The statistics presented in the report suggest that Israel is violating its legal obligations under international law to protect the life and the physical integrity of its Palestinian citizens. It is worth mentioning that Israel’s domestic law also recognizes both the negative and the positive duties embedded in the right to life. Articles 2 and 4 of the Basic Law: Human Dignity and Liberty state respectively that “There shall be no violation of the life, body or dignity of any person as such” and that “All persons are entitled to protection of their life, body and dignity.” However, the low indictments rates when both the suspect or the victim are Palestinians, indicate that the police force is not meeting its obligation to prevent and punish violation of the right to life as required by law.
Economic analysis of punishments strongly suggests that the certainty of punishment is more likely to produce deterrent effects compared to the severity of punishment. According to von Hirsch et. al., analysis of various research material on deterrence clearly supports the existence of a negative statistical correlation between certainty of punishment and crime rates, compared to much weaker statistical correlation between severity of punishment and crime rates. Accordingly, the consistent failure of the Israeli police to identify and indict perpetrators of violent crimes in Arab localities, constitute a fertile ground for further escalation of ordinary and organized crime. It seems that perpetrators do not have to worry too much about being caught. This was manifested in the testimony of victims and their families who were interviewed for the purpose of preparing the report. Their impression was that criminals felt very confident and moved freely in town because they knew nothing was going to happen to them. The duty to prevent is also clearly violated when the police force fails to present a professional operational plan to seize illegal weapons circulating within Arab towns.
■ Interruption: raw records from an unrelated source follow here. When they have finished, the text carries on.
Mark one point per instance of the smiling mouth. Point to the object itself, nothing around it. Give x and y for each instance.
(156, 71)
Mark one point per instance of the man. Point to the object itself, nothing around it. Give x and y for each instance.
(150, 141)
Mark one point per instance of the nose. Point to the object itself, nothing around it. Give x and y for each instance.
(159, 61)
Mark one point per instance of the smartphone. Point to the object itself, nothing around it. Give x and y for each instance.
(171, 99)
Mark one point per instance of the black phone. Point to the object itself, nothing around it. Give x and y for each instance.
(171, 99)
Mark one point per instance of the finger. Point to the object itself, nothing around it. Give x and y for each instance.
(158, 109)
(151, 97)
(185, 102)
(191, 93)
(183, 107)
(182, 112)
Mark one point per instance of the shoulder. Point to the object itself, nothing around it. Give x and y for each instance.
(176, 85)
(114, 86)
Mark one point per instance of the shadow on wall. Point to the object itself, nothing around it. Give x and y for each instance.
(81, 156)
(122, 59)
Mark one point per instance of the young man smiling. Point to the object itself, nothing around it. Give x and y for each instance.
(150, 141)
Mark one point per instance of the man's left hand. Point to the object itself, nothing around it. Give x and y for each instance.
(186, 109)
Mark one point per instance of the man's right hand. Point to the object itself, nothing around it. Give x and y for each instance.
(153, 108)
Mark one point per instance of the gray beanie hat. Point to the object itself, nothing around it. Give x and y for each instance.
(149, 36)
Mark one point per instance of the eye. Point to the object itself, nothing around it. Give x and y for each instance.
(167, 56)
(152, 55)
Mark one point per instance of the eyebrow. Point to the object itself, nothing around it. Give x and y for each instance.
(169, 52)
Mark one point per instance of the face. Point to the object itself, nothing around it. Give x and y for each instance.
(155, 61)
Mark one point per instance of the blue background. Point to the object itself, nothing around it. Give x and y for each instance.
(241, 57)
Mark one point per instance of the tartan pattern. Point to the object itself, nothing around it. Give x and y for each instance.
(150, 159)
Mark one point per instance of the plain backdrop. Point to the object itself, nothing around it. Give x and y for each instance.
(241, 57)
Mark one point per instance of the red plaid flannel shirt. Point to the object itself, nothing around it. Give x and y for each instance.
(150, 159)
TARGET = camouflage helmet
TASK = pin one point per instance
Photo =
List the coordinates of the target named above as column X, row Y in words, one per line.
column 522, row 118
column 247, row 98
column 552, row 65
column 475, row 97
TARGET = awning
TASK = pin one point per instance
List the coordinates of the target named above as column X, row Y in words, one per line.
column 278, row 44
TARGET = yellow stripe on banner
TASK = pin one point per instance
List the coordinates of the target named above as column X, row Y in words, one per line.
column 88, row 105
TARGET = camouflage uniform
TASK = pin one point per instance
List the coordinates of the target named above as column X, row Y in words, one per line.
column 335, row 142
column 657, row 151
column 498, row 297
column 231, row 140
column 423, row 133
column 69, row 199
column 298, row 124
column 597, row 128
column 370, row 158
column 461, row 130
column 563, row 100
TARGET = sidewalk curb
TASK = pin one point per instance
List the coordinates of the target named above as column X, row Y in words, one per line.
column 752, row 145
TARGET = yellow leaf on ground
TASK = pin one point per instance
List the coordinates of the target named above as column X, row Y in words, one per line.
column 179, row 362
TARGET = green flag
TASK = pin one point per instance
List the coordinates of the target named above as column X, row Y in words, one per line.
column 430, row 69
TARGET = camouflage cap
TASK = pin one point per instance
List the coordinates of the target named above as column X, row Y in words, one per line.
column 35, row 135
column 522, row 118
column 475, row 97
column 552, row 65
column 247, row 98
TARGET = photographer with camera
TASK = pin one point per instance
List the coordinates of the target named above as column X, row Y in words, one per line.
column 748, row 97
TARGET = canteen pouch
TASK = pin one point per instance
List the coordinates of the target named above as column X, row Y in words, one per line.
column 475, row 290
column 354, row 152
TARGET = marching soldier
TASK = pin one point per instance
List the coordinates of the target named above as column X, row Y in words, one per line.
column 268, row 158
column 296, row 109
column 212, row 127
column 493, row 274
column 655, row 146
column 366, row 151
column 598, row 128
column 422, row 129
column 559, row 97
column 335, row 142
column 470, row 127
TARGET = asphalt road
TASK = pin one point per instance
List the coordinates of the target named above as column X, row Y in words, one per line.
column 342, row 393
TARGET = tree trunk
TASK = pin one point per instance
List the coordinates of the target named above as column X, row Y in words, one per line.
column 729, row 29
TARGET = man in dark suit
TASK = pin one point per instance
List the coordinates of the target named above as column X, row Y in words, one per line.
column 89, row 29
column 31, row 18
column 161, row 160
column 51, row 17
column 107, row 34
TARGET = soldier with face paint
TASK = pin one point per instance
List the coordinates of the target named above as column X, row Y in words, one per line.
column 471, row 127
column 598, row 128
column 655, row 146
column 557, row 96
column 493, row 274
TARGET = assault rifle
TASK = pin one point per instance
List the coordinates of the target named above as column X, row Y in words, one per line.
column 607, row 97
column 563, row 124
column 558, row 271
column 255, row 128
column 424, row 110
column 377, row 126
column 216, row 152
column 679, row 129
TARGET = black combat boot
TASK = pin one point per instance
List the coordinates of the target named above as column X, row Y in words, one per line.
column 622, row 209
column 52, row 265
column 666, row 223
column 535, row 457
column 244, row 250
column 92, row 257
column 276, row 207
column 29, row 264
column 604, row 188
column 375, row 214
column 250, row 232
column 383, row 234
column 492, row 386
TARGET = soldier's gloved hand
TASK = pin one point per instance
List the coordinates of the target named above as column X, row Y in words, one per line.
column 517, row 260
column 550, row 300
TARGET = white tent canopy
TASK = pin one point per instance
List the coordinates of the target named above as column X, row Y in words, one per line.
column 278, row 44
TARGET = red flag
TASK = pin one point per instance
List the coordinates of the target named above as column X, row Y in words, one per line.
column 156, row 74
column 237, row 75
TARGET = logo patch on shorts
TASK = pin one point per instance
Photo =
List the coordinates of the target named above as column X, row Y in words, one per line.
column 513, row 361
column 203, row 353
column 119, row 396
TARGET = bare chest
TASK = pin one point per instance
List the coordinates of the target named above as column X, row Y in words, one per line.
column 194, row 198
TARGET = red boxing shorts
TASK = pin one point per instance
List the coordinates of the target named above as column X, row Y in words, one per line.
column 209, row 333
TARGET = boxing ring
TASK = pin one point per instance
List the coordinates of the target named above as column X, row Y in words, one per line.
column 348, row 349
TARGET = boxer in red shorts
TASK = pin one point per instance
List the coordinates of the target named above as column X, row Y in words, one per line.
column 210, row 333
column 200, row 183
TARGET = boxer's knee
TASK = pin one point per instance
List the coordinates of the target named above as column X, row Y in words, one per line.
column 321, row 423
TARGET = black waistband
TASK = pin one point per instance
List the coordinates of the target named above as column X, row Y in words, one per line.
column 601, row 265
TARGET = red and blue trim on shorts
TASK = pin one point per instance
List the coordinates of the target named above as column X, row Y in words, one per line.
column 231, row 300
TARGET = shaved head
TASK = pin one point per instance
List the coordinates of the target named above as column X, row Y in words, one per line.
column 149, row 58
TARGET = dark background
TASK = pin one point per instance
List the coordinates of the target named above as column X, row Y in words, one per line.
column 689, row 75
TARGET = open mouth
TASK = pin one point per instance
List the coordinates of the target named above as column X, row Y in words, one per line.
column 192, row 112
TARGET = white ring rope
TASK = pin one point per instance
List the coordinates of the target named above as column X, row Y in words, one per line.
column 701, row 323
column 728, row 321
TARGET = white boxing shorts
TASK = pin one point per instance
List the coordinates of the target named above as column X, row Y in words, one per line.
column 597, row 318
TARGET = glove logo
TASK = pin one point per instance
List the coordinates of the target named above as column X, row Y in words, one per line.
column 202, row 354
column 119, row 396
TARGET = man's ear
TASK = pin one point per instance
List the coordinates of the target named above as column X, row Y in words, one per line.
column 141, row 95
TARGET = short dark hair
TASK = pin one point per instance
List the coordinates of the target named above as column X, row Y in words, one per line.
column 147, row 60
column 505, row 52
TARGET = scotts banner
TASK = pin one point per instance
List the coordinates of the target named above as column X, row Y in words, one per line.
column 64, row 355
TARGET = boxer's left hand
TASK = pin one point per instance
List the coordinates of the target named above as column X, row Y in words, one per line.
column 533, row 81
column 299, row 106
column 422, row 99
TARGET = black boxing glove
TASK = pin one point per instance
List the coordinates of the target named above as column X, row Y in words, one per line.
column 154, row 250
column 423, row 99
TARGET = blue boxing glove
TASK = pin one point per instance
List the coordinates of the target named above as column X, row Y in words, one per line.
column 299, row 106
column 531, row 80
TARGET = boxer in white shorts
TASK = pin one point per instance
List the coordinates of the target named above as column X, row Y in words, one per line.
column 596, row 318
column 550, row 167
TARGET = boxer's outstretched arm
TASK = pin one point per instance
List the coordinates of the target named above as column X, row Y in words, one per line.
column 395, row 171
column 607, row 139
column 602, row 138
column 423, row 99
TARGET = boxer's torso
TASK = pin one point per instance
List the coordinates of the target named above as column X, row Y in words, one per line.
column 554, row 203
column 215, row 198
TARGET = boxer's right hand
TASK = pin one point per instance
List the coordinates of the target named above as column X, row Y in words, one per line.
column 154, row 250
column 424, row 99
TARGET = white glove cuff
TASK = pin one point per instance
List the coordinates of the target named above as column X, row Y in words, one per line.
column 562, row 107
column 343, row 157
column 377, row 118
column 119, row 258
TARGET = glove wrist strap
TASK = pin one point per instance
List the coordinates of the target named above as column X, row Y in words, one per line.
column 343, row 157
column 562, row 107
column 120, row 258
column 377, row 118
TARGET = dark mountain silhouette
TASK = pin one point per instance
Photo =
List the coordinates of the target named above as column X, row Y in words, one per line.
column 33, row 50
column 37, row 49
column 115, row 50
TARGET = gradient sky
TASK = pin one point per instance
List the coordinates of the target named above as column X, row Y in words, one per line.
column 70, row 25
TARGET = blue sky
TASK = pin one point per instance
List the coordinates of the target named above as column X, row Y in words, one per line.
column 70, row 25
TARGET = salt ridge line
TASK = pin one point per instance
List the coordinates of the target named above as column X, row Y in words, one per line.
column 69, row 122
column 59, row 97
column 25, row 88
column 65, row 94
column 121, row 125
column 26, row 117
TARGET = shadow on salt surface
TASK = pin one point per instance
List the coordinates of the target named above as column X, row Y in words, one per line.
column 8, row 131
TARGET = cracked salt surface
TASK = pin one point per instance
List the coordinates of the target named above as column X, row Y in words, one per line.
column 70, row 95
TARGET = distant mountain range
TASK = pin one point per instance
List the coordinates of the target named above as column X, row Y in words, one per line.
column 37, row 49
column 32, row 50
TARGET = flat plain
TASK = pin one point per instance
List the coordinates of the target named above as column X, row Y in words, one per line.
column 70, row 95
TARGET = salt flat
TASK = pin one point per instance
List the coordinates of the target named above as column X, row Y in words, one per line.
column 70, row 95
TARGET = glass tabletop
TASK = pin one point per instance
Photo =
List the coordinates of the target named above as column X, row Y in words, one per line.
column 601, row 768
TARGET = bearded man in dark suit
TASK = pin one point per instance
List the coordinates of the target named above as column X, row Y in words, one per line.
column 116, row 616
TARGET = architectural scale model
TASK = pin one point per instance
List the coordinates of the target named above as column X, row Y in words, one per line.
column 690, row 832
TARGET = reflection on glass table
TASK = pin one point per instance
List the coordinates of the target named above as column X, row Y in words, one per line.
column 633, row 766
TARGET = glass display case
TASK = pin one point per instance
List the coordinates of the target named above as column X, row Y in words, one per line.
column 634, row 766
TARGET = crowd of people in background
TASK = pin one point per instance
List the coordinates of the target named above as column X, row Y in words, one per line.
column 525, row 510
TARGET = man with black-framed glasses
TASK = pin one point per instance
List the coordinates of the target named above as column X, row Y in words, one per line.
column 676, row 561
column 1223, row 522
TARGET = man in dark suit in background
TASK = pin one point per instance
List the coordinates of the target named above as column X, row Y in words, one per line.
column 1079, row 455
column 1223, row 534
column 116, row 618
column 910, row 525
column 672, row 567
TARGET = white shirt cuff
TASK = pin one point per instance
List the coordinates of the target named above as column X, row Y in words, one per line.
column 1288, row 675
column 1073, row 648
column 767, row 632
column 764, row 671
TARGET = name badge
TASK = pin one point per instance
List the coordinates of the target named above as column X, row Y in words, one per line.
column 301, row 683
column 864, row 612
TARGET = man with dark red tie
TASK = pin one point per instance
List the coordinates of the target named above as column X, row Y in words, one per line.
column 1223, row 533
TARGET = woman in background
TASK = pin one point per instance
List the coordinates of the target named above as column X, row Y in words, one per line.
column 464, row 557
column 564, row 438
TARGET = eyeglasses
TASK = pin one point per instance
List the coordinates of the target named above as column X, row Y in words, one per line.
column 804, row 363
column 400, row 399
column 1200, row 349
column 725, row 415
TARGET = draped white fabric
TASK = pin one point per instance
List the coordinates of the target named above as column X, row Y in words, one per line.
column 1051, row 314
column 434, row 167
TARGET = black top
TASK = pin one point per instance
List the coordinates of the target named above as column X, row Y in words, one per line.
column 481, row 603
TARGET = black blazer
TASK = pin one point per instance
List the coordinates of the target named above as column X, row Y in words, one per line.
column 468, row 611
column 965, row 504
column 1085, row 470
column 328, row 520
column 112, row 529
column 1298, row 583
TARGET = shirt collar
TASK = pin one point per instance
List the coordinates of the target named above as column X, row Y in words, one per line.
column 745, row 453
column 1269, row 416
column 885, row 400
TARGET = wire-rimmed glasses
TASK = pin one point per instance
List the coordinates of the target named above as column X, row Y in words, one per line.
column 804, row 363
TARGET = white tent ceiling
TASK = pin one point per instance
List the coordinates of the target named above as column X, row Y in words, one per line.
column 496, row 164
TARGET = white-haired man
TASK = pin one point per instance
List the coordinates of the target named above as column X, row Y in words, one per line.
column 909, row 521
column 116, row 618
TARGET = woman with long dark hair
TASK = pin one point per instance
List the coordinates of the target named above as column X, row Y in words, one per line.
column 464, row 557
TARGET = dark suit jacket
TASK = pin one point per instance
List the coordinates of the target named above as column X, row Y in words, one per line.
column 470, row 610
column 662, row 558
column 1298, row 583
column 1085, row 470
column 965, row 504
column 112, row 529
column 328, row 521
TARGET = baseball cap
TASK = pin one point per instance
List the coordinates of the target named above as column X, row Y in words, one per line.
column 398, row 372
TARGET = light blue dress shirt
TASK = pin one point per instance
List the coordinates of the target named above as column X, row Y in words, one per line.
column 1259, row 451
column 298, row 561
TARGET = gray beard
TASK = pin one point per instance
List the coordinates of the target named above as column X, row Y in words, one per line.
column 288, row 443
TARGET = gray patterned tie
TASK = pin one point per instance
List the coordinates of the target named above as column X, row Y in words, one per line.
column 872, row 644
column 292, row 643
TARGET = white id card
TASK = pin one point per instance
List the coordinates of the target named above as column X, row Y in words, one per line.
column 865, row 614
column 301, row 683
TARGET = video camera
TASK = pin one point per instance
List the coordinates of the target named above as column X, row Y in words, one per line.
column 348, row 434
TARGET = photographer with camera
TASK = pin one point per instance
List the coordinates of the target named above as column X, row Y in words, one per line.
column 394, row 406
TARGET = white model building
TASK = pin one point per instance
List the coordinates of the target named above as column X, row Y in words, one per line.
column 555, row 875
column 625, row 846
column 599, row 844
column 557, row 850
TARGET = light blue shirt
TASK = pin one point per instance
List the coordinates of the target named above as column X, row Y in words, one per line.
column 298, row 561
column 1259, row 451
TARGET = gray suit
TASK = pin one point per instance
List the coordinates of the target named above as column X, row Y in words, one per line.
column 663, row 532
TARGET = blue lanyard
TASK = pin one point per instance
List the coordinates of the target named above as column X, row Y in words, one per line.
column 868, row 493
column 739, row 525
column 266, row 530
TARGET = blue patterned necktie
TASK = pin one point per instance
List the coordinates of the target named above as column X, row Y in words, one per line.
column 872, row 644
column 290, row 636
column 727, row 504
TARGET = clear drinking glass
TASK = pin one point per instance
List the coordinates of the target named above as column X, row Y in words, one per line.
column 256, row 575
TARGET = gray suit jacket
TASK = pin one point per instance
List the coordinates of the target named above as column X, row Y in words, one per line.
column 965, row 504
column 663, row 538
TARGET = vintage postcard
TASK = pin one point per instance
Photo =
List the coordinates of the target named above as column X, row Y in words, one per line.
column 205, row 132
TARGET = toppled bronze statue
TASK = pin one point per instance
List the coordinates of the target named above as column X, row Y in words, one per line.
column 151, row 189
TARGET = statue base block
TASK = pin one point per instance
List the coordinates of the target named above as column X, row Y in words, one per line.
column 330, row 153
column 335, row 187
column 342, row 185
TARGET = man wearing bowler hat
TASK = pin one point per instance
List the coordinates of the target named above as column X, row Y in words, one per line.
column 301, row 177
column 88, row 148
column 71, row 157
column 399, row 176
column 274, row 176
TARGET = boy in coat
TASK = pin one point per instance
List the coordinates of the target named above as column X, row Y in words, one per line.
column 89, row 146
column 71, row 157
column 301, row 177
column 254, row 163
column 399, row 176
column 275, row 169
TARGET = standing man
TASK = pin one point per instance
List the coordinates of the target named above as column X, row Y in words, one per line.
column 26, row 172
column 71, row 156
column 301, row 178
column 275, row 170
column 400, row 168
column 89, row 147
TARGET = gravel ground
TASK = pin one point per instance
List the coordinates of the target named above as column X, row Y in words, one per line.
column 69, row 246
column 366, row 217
Furthermore, the duty to prevent crimes should also be understood in a broad sense that requires the state to address root causes that are positively correlated with crime rates. Politically and economically marginalized minorities suffer almost always from higher crime rates compared to the general population. This could be explained by poverty and higher unemployment rates, low economic status, unequal access to education, and high residential density. Such marginalization is well documented in relation to the Palestinian minority in Israel. In its report, the Or Commission acknowledged the historical discrimination against the Palestinian minority in Israel. As a result of the discriminatory policies of the successive Israeli governments, the Or Commission noted a “serious distress” in myriad fields of life affecting the Palestinian minority, including “poverty, unemployment, a shortage of land, serious problems in the education system, and substantially defective infrastructure.” Fourteen years after the publication of the Or Commission Report, the gaps between the Jewish majority and the Palestinian minority are far from being bridged. In its “Human Rights in Israel – Situation Report 2016,” the Association for Civil Rights in Israel presents alarming data on the discrimination against the Palestinian minority, including the failure of the state to implement a five-year plan for the economic integration of the Palestinian minority. The said plan included substantial allocations of budgets for housing, education, health, welfare, infrastructure, and industry.
One more interesting point that was addressed by the Inter-American Court in relation to the positive duties of states is the prevalence of stereotypical views within the police force, and its contribution to perpetuating certain human rights violations (albeit the rights of women). In Gonzalez et. al v. Mexico the court emphasized that when stereotypical views against women are embedded, explicitly or implicitly, in policing practices, the reproduction of such stereotypes becomes one of the causes of violence against women. The same reasoning could be applied to the prevailing prejudice against Palestinians in the Israeli police force. Today, this prejudice, i.e., Palestinian culture being too violent and tribal, is used to justify the failure of the police to combat crimes in Arab localities. There seems to be a complete denial of the fact that the excessive use of force against Palestinian citizens is a key factor in the reluctance of Palestinians to trust the Israeli police force. According to Brown, between 2000-2015, the Israeli police force killed fifty-one Palestinians citizens compared to three Jewish citizens. These killings are met with almost complete impunity. Ninety-three percent of the complaints filed against police officers for illegal use of force were closed, most of them without even being investigated. Instead of blaming the Palestinians of lack of cooperation, the police force should follow the recommendation of the Or Commission and stop treating them as enemies.
In sum, the report commissioned by MK Zoabi strongly suggests that Israel is violating its international legal obligation to protect the life of its Palestinian citizens without any discrimination. International law is clear: ordinary crime committed by private actors could be attributed to the state, when the latter fails to prevent and punish crimes that violate two of the basic human rights, i.e., the right to life and physical integrity. Every time the Israeli police force fails to prevent a preventable crime, or fails in investigating and punishing perpetrators when these options are objectively possible, the victims and their families should be encouraged to seek a remedy. The failure of the state to provide remedies, amounts by itself to an additional violation of Israel’s international obligations.
[i] Haneen Zoabi, “Crime in the Arab Community: Omissions in the Response of the Police Force” (A report to the State Comptroller), January 2017 (in Hebrew).